In September 1945, Masaru Ibuka returned to Tokyo to begin work in the war-damaged capital. A narrow room with a telephone switchboard located on the third floor of the Shirokiya Department Store (Tokyu Department Store which closed on January 1999) in Nihombashi became the new workshop for Ibuka and his group. Having barely survived the war fires, the building had cracks all over its concrete exterior. Without windows, the new office was small and bleak. Gradually, the office environment started to improve as the silicon steel boards, drilling machines and other equipment were transported from the Suzaka factory, and the personnel who had been tying up loose ends there joined the Shirokiya staff.
In October, Ibuka and his group established a new facility, called "Tokyo Tsushin Kenkyujo"(Totsuken), or "Tokyo Telecommunications Research Institute." Although everyone was eager to work for the new company and to help rebuild post-war Japan with their engineering know-how, no one knew what to do at first.

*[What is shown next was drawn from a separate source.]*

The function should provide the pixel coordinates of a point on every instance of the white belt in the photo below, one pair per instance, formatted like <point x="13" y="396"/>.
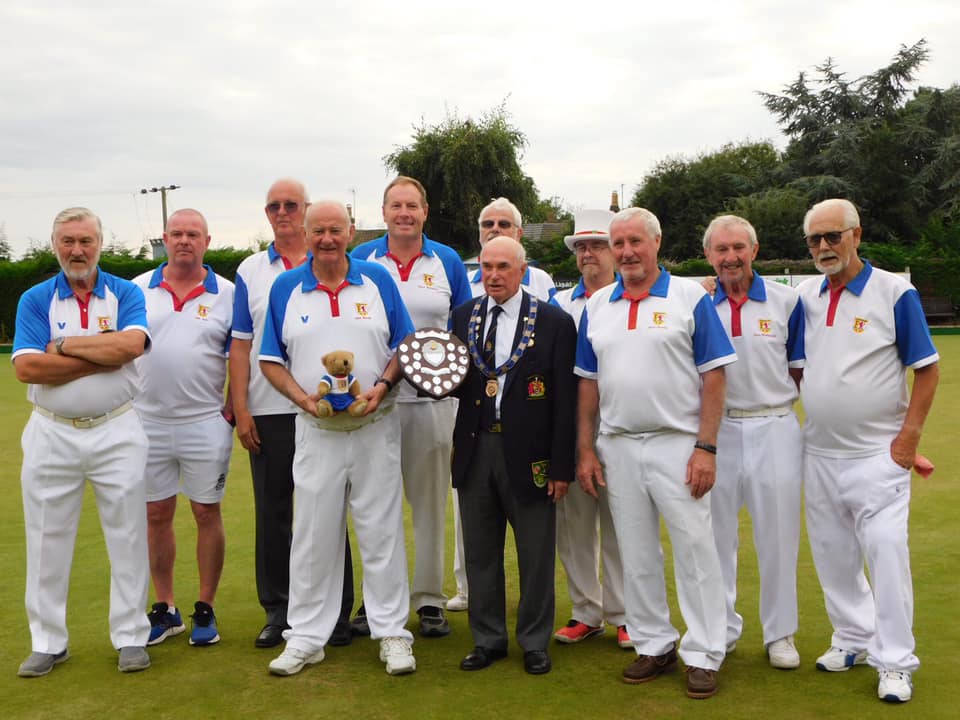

Most of the salaries were paid out of Ibuka's small, and dwindling, savings. To stay in business, they had to do something. After the war, the Japanese were hungry for news around the world. Many had war-damaged radios, or ones that had had the shortwave unit disconnected by the military police to prevent from tuning into enemy propaganda. Ibuka's factory repaired radios and made shortwave converters or adapters that could easily make medium-wave radios into superheterodyne, or all-wave receivers. Demand for such radios was rapidly increasing.